NAFTA for Africa: Neither Growth Nor Opportunity

March 08, 1998

Mark Weisbrot
Sunday Journal, March 8, 1998

By next Wednesday the US House of Representatives is expected to vote on a bill that will try to expand trade with Africa in a way that hurts both Americans and Africans. Mislabeled the “African Growth and Opportunity Act,” the bill has yet to provoke the public debate that it deserves.

In the fantasy world of economics textbooks and theory, trade makes all participating countries better off. Of course there are some winners and losers within countries, but this is seen as incidental– and certainly no reason to oppose any expansion of trade or commercial relations between nations.

But no one should be surprised that in the real world, trade can enrich the few (in a number of countries) at the expense of the many. This is especially true if the rules for expanding trade are written, carefully and deliberately, for expressly that purpose.

Such was the case with NAFTA, which included five chapters protecting and expanding the rights and privileges of international investors. Concerns about labor and the environment were relegated to a mostly unenforceable side agreement.

The Africa trade bill continues in the NAFTA tradition. It would provide new, unlimited access to the U.S. market– most immediately for textiles and apparel. It is not even clear that the goods entering the country would actually be produced in Africa, since the bill does not provide for appropriate enforcement to exclude goods transhipped through the region from elsewhere– for example, China. Many of the 1.3 million Americans currently employed in the textile and apparel industry (four-fifths of whom are women and two-fifths of whom are African-American or Latino) could be hard hit by this new influx of low-wage imports.

At the same time it requires the countries of sub-Saharan Africa to open their markets to imports and foreign investment. There is no consideration of whether such policies will wipe out small farmers who cannot compete with subsidized foreign grain, or what will happen to local businesses. In fact, the bill requires that governments make no more demands of large transnational corporations– many of whom have revenues greater than the entire economy of an individual country in the region– than they do of small local enterprises.

These transnational corporations especially have their eye on the extraction of minerals, and ownership of privatized infrastructure, including even roads. This bill will help them get their hands on what they want, under the conditions that they want.

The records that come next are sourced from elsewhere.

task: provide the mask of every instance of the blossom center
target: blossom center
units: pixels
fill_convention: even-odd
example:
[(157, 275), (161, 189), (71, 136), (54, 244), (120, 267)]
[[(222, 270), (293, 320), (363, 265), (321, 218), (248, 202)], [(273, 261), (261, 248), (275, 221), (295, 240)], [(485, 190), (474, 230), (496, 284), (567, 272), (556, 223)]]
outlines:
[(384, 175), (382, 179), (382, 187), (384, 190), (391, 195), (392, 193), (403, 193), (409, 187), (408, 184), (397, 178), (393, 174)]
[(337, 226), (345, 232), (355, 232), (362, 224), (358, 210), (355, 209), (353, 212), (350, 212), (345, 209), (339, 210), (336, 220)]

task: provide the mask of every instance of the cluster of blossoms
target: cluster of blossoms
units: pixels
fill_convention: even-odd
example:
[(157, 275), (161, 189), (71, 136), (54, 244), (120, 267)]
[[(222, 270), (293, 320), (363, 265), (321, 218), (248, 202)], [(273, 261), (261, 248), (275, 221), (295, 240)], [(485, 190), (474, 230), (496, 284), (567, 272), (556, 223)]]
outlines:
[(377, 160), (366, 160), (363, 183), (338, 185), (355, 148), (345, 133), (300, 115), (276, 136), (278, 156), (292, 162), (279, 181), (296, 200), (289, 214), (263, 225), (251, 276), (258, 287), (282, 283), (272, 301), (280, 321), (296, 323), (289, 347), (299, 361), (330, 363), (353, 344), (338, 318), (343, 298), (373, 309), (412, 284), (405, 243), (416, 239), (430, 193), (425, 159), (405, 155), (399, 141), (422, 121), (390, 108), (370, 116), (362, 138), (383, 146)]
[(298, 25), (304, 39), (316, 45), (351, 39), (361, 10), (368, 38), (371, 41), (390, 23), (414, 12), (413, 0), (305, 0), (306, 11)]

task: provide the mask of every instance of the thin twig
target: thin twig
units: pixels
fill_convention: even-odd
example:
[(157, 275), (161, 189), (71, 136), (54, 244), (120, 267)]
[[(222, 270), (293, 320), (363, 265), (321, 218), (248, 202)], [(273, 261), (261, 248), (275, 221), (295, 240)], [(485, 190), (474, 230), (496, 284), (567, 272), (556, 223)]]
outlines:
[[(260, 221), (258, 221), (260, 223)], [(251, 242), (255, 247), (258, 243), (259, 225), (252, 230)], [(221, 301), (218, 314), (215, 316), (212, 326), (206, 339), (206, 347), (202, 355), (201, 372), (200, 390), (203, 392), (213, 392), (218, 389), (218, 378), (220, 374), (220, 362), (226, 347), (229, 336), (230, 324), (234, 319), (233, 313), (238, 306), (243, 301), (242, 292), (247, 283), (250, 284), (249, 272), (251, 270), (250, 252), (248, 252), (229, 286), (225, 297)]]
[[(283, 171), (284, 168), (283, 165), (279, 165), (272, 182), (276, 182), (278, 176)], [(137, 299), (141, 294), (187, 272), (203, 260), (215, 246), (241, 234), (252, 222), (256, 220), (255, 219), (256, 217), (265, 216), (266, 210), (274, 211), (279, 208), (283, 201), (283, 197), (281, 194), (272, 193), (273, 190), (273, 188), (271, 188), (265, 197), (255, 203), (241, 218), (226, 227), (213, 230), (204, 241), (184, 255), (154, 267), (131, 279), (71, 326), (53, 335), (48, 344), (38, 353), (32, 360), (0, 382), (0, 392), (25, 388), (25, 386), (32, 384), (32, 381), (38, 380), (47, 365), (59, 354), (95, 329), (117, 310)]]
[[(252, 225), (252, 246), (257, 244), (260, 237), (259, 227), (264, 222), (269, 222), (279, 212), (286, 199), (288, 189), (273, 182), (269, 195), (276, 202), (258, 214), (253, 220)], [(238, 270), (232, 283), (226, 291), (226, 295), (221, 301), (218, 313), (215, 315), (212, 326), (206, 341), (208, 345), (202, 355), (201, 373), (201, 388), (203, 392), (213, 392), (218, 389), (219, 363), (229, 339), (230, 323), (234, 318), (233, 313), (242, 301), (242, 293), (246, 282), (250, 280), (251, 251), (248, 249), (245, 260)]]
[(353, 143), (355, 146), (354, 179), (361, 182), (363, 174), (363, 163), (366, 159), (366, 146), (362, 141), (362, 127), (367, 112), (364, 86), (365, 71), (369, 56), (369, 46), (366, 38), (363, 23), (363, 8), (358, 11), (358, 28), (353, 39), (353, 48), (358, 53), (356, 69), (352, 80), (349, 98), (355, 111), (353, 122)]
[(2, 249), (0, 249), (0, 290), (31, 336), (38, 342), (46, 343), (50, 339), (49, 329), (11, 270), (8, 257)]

It is difficult to imagine that they could get away with this kind of a colonial assault on any other continent, with so few political repercussions. That’s because Africa is really out of the news here, with the few reports that do surface riddled by stereotypes of people entrapped in a seemingly endless cycle of hunger, warfare, “tribalism,” and natural disasters.

Africa is indeed poor. Fifty per cent of Africans live in poverty, with 40% living on less than a dollar a day. Forty percent also suffer from malnutrition and hunger.

But the sources of African poverty are not inherent in the land or people. They have more to do with lack of access by ordinary people to the resources they would need to make a decent living. For most of the population, which is agricultural, this means land, tools, seed, credit and other agricultural inputs. There is also a need for investment in infrastructure, such as roads, as well as education and health care.

If our government really wanted to help Africa, they would be offering substantial and immediate debt relief. The foreign debt of Sub-Saharan Africa (excluding South Africa and Namibia), is about $200 billion dollars. This is greater than these countries’ combined national income, by more than 20%.

The continued drain of debt payments, which claim 80% of these countries’ foreign exchange earnings, makes it impossible for them to sustain the investments they would need to escape from poverty. The Africa trade bill only worsens their situation. The bill strengthens the hand of transnational corporations, while simultaneously restricting the ability of host countries to tax them. It also gives Washington an even stronger veto power over these countries’ major economic decisions, thereby precluding any strategy for national or regional economic development.

Yet many members of Congress are prepared to vote for this legislation, thinking that they are contributing to the economic development of the poorest region in the world. Let’s hope that enough of them wake up before this bill becomes law.